Here is contemporary liberalism in a nutshell: No need to consider costs as well as benefits. No acknowledgment of competing goods or coexisting rights. No appreciation of the constraints of public sentiment or the challenges of organizational complexity. No sense that not every part of society can be treated dogmatically according to certain simple propositions. Just the assertion that something must be done because it is in some abstract way “the right thing.”
John McCain’s response to Obama’s statement was that of a grown-up: “This successful policy has been in effect for over 15 years, and it is well understood and predominantly supported by our military at all levels.
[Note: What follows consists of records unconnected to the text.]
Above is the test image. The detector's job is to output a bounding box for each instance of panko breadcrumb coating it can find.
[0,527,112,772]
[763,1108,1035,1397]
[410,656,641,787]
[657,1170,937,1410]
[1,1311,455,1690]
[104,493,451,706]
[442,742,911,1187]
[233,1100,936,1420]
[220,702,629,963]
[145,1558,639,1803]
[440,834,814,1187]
We have the best trained, best equipped, and most professional force in the history of our country, and the men and women in uniform are performing heroically in two wars. At a time when our Armed Forces are fighting and sacrificing on the battlefield, now is not the time to abandon the policy.” Whatever its muddled origins and theoretical deficiencies, the fact is “Don’t Ask, Don’t Tell” works pretty well at accommodating the complex demands of a war-ready military nestled in a liberal society.
The advocates of repeal say, it’s a matter of basic rights. No, it’s not. Leave aside the fact that there are difficult and unresolved questions of how our society should deal in various areas of public policy with questions of sexual orientation. There is no basic right to serve in the military. That’s why forms of discrimination we would ban in civilian life are permitted: Women have less opportunity to fight than men. The disabled are discriminated against, as are the short, the near-sighted, and the old.
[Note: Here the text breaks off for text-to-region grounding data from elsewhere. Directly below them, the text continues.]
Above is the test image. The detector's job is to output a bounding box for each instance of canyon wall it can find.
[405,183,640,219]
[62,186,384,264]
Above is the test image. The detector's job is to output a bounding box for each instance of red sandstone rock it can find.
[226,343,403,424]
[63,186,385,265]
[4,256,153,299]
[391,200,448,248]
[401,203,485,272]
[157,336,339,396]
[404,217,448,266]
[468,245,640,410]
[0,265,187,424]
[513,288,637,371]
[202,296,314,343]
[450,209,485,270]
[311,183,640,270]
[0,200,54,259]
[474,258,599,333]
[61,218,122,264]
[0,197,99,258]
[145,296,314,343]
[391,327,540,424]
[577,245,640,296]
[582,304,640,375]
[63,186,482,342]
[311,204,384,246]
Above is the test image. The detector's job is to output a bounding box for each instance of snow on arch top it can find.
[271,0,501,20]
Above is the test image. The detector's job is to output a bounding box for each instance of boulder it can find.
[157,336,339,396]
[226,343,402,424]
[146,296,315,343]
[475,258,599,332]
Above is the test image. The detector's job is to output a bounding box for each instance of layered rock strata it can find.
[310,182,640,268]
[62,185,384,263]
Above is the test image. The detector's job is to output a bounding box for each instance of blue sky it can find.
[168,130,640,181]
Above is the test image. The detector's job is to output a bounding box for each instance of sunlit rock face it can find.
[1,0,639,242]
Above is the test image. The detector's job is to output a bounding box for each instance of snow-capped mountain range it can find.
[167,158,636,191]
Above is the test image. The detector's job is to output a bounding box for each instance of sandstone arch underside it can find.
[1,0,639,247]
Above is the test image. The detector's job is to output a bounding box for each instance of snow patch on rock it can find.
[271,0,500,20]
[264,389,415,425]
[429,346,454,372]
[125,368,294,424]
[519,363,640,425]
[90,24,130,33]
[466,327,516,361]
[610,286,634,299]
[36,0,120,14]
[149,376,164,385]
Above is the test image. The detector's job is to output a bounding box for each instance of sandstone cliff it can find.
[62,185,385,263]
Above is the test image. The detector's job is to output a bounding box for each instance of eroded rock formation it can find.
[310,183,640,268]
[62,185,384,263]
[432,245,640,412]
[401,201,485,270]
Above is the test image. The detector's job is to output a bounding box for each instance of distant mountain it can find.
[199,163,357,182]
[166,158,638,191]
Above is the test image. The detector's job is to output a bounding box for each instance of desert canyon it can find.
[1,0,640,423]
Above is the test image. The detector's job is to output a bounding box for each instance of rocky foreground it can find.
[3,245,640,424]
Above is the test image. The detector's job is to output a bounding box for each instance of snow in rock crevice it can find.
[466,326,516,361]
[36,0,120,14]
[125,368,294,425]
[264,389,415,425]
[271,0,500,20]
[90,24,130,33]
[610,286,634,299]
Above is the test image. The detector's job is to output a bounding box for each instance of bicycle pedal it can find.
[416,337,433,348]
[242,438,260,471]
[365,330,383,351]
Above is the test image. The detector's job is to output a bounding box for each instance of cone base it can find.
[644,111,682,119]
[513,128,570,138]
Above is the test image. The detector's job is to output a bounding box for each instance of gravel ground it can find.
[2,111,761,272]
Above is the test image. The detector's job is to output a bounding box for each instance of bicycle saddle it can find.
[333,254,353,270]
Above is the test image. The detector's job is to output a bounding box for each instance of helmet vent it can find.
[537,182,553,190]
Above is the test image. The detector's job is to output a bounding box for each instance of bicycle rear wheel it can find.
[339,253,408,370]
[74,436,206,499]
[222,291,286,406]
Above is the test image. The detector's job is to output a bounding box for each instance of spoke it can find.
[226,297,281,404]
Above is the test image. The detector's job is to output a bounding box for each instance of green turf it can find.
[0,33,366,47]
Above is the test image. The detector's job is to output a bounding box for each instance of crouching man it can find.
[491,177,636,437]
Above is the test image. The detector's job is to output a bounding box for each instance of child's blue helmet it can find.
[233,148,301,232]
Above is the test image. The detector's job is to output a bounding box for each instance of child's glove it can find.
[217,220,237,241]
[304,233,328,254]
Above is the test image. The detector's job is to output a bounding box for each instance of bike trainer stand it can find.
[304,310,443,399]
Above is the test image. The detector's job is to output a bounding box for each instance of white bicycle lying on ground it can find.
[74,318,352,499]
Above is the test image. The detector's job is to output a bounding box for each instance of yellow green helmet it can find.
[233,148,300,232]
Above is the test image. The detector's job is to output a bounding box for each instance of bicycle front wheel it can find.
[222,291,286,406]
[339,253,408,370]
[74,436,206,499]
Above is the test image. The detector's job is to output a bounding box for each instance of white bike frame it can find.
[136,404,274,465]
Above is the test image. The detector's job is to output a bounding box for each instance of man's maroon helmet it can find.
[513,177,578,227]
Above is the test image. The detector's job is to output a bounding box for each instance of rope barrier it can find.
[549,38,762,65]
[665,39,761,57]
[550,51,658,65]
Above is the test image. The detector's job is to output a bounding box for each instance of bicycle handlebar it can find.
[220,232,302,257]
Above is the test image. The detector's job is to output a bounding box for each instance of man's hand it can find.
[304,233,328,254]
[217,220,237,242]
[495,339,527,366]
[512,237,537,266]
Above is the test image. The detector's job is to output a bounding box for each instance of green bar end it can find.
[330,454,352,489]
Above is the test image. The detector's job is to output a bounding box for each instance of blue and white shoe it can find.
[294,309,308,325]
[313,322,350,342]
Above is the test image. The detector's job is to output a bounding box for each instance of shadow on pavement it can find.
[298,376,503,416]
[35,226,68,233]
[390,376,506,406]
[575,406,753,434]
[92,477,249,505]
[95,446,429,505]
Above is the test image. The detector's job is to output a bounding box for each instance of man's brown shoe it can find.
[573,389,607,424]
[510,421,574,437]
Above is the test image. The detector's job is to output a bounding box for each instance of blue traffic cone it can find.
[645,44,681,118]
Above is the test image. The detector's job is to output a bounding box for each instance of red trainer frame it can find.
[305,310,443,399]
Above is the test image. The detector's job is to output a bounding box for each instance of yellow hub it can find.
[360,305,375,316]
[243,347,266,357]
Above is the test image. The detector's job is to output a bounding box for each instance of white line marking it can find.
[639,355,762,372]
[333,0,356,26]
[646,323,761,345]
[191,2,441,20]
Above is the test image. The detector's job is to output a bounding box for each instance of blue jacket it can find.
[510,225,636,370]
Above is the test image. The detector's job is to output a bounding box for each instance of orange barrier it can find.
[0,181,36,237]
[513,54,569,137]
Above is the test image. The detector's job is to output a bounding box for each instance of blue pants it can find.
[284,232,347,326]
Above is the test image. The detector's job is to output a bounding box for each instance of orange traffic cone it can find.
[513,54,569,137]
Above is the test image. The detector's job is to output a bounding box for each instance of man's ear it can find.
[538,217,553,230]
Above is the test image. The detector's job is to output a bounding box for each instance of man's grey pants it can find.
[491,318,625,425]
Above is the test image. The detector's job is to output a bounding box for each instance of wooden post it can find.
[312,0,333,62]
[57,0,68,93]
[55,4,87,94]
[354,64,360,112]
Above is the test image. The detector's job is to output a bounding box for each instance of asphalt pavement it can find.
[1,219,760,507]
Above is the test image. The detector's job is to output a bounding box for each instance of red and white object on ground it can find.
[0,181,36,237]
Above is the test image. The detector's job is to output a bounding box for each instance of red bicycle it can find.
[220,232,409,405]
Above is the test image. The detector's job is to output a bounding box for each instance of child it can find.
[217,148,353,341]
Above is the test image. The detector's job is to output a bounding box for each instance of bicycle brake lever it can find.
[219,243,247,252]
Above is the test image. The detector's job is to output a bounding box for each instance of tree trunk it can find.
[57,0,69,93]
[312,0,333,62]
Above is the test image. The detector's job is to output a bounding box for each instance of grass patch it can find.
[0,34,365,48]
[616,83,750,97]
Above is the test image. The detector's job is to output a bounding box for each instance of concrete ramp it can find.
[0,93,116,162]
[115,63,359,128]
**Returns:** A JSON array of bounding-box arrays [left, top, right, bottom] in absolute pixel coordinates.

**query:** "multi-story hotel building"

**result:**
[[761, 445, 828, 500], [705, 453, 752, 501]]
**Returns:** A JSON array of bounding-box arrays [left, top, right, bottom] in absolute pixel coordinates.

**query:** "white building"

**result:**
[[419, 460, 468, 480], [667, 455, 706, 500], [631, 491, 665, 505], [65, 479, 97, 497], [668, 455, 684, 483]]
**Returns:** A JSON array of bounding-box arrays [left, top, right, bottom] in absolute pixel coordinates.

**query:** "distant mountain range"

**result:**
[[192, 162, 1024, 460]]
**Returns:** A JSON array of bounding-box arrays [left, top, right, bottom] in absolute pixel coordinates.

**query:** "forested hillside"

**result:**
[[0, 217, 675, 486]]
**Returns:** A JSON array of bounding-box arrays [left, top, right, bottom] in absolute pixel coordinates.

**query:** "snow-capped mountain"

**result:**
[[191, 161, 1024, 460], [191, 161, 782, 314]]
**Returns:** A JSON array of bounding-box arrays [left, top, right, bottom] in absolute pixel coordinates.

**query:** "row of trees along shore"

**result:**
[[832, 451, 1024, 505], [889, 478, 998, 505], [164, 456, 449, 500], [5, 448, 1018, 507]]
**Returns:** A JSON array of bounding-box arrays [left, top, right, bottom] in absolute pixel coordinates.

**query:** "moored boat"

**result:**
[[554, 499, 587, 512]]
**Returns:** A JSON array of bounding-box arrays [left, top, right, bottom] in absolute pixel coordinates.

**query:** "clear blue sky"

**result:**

Advocates of repeal will say sexual orientation is irrelevant to military performance in a way these attributes are not. But this is not clearly true given the peculiar characteristics of military service.
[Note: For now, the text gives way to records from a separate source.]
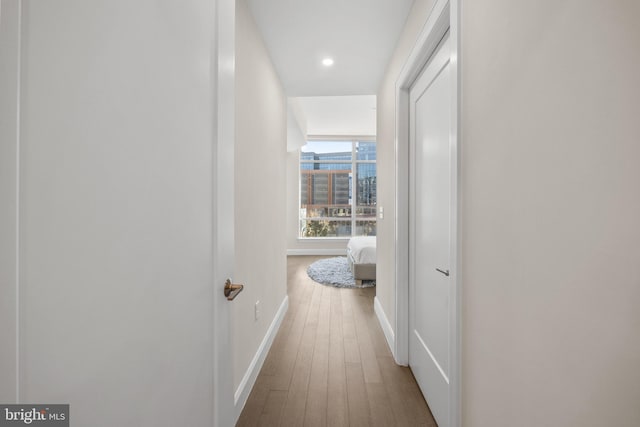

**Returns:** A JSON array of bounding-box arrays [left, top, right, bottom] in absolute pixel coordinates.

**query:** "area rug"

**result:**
[[307, 257, 375, 288]]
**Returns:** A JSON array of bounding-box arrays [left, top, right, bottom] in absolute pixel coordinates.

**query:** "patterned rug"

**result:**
[[307, 257, 375, 288]]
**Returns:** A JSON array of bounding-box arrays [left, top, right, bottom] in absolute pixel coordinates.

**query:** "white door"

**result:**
[[409, 32, 452, 427], [1, 1, 236, 425]]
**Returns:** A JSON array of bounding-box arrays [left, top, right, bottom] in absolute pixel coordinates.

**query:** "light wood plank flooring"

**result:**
[[237, 256, 437, 427]]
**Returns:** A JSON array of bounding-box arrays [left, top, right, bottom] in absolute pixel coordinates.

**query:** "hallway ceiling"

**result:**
[[245, 0, 415, 96]]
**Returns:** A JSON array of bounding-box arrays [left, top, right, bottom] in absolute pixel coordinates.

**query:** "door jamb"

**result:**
[[394, 0, 460, 425], [212, 0, 236, 426]]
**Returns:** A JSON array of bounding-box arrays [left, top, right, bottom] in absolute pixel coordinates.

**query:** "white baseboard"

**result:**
[[374, 296, 395, 359], [234, 295, 289, 421], [287, 248, 346, 256]]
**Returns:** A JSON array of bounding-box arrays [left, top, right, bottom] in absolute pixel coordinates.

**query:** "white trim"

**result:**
[[394, 1, 461, 426], [450, 1, 462, 424], [1, 0, 24, 403], [374, 297, 395, 359], [212, 0, 236, 426], [233, 295, 289, 422], [287, 248, 346, 256], [15, 0, 22, 403], [296, 237, 350, 242], [394, 0, 451, 368]]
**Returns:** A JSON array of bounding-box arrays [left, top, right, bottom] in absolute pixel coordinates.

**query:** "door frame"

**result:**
[[0, 0, 22, 404], [394, 0, 460, 425], [212, 0, 236, 426]]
We’ll hear a lot, as the debate moves forward, about gay Arabic translators being discharged from military service. A decision to separate from the military someone who is sitting in an office in Northern Virginia may look silly. But the Obama Defense Department is entirely free to ensure that those men and women continue to use their skills to serve their country in those same offices as civilians. And translators who are uniformed members of the military are subject to the usual demands of training and deployment, so the questions about the effect of open homosexuals on unit morale and cohesion in training and combat situations remain relevant.
As an intellectual matter, gays in the military is a not uninteresting question. We have our views, as does President Obama, and we are not averse to debating the issue. But surely there are more pressing and important matters for our political and military leaders to be spending their time on.